- Born: January 18, 1921 Boone County, West Virginia, US
- Died: January 13, 2003 (aged 81) Charleston, West Virginia, US
- Occupation: Businessman
- Known for: Co-founding Heck's
- Spouse: Vivian Marie Summers
- Children: 2, Susan Lee Haddad and Frederick Lawrence "Larry" Haddad Jr.

= Fred Haddad =

American businessman

Frederick Lawrence Haddad (January 18, 1921 – January 13, 2003) was a prominent Arab-American businessman who was a co-founder and President of Heck's, a major discount retail chain in West Virginia and neighboring states.

==Life==
Haddad was born into a Syro-Lebanese Orthodox Christian family in 1921 in Clothier, West Virginia, the son of Nathan Makoul Haddad of Joub Jannine (then Syria) and Sarah Emma David of South Dakota. His father Nathan immigrated to West Virginia in 1909 with his four brothers. The Haddad family owned a clothing store in Madison, West Virginia, for years. The Haddad family were among a number of Syrian and Lebanese immigrants to the United States in the late 1800s and early 1900s who began their careers as peddlers and merchants, working their way to the top by the second generation. According to Fred's father Nathan, "We planned it that way...Most of us came here with no education, no knowledge of the language, and no money. We didn't expect to reach the top ourselves, but we certainly meant to give our children every chance to do it."

==Career==
In 1959, Haddad co-founded Heck's along with Tommy Ellis, Lester Ellis, and Doug Cook. Heck's stands for Haddad, Ellis and Cook. By 1967, Heck's was making $22 million a year in profits. Haddad served as President of Heck's from 1959 until his retirement in the 1980s. Heck's became a national pioneer in discount retailing before going bankrupt in the late 1980s. Haddad retired as chairman of the board of Heck's in 1983.

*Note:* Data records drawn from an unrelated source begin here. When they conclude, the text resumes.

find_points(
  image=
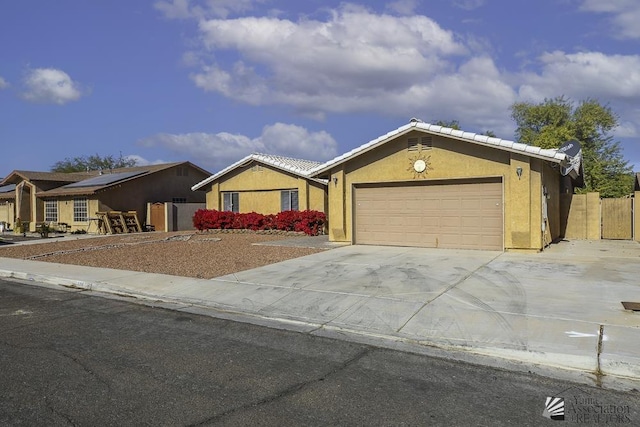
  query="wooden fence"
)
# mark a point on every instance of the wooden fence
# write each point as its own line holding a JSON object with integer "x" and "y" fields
{"x": 586, "y": 216}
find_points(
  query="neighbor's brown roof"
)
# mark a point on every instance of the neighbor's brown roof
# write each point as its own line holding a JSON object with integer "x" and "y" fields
{"x": 18, "y": 176}
{"x": 87, "y": 191}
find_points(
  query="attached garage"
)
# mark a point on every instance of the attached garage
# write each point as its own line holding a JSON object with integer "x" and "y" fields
{"x": 425, "y": 185}
{"x": 458, "y": 214}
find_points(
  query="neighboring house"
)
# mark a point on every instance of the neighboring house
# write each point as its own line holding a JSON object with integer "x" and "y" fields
{"x": 74, "y": 198}
{"x": 265, "y": 184}
{"x": 429, "y": 186}
{"x": 24, "y": 202}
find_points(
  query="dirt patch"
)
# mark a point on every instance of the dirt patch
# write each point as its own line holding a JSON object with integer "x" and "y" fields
{"x": 179, "y": 254}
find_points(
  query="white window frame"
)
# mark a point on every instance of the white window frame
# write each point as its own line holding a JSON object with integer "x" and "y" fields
{"x": 289, "y": 200}
{"x": 231, "y": 201}
{"x": 80, "y": 209}
{"x": 51, "y": 210}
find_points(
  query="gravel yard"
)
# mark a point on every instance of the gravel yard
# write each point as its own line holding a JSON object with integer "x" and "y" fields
{"x": 202, "y": 255}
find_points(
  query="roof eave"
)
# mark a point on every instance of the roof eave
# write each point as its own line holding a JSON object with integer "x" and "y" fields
{"x": 556, "y": 157}
{"x": 245, "y": 161}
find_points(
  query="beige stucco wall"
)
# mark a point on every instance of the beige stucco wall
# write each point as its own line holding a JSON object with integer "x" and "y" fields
{"x": 259, "y": 190}
{"x": 636, "y": 217}
{"x": 448, "y": 159}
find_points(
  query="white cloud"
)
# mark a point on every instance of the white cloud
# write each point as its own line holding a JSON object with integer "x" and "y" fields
{"x": 584, "y": 75}
{"x": 355, "y": 61}
{"x": 220, "y": 149}
{"x": 403, "y": 7}
{"x": 469, "y": 4}
{"x": 184, "y": 9}
{"x": 49, "y": 85}
{"x": 625, "y": 15}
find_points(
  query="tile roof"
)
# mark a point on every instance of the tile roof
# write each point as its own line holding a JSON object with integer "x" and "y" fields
{"x": 415, "y": 124}
{"x": 298, "y": 167}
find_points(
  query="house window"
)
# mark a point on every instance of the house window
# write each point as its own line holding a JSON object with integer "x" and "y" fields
{"x": 51, "y": 210}
{"x": 289, "y": 200}
{"x": 80, "y": 209}
{"x": 416, "y": 144}
{"x": 230, "y": 202}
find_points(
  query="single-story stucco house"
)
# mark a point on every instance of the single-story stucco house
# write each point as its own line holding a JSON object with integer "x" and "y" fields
{"x": 430, "y": 186}
{"x": 265, "y": 184}
{"x": 74, "y": 198}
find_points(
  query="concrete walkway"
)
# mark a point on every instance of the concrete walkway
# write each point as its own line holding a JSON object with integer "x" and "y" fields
{"x": 555, "y": 313}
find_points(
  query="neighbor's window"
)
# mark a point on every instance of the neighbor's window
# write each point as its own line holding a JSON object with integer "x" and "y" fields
{"x": 230, "y": 202}
{"x": 51, "y": 210}
{"x": 289, "y": 200}
{"x": 80, "y": 209}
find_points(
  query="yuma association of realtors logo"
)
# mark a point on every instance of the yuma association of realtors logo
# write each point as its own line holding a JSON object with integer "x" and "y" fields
{"x": 585, "y": 409}
{"x": 554, "y": 408}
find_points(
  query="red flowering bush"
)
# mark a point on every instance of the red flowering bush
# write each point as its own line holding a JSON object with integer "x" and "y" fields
{"x": 309, "y": 222}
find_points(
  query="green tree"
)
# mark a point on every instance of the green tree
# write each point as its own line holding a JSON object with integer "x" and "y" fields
{"x": 555, "y": 121}
{"x": 93, "y": 162}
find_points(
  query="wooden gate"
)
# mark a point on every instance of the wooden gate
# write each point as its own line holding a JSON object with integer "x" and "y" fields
{"x": 617, "y": 217}
{"x": 157, "y": 216}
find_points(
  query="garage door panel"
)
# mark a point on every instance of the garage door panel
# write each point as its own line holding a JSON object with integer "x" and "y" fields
{"x": 450, "y": 215}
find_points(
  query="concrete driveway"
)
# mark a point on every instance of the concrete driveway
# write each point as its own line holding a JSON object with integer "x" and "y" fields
{"x": 561, "y": 307}
{"x": 557, "y": 309}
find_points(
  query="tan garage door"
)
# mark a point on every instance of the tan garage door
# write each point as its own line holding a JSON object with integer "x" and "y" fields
{"x": 451, "y": 214}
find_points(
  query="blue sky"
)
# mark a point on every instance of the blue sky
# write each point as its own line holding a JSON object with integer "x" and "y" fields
{"x": 211, "y": 81}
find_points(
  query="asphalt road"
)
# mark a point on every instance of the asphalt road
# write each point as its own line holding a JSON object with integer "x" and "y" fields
{"x": 69, "y": 358}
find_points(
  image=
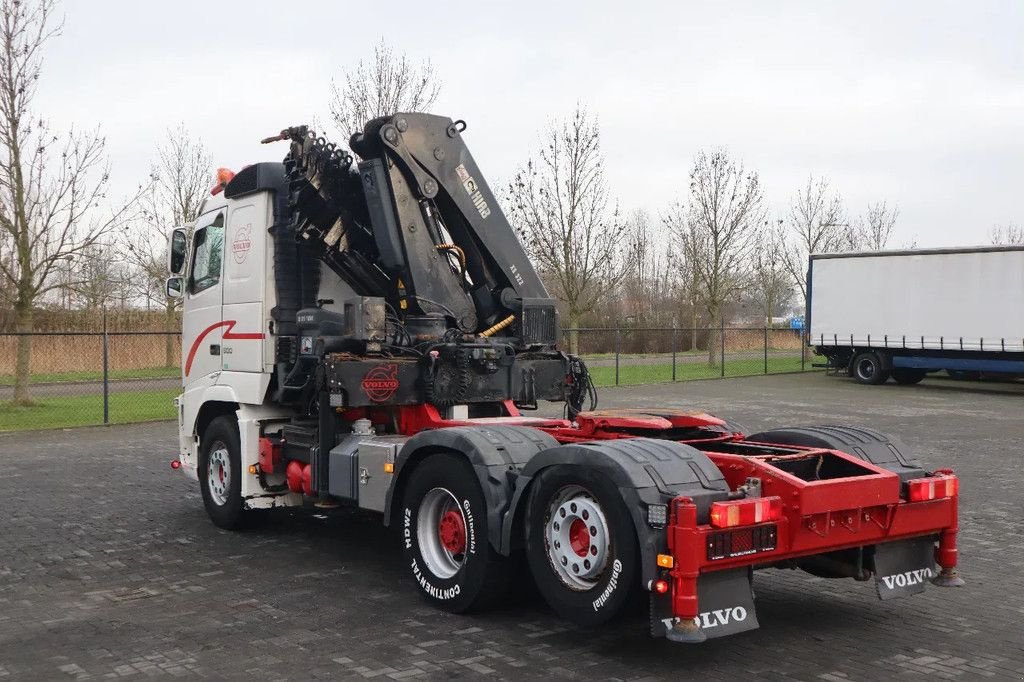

In the late 1980s, Haddad and a consortium of four other businessmen purchased the Silver Creek resort (now part of Snowshoe Mountain) and in turn sold it to two Charleston realtors.

==Politics==
Haddad was a member of the West Virginia Republican Party. In 1967, he ran unsuccessfully for Mayor of Charleston, West Virginia.

==Legacy==
During the early 1990s, the Haddad Riverfront Park in Charleston, West Virginia was constructed as a gift from Fred Haddad. The new park removed riverfront parking to make way for a stage and seating for live performances and other events. The park transformed the levee into a local attraction.

In 2003, the West Virginia Senate passed Senate Resolution No. 22 memorializing Haddad as a "distinguished West Virginian".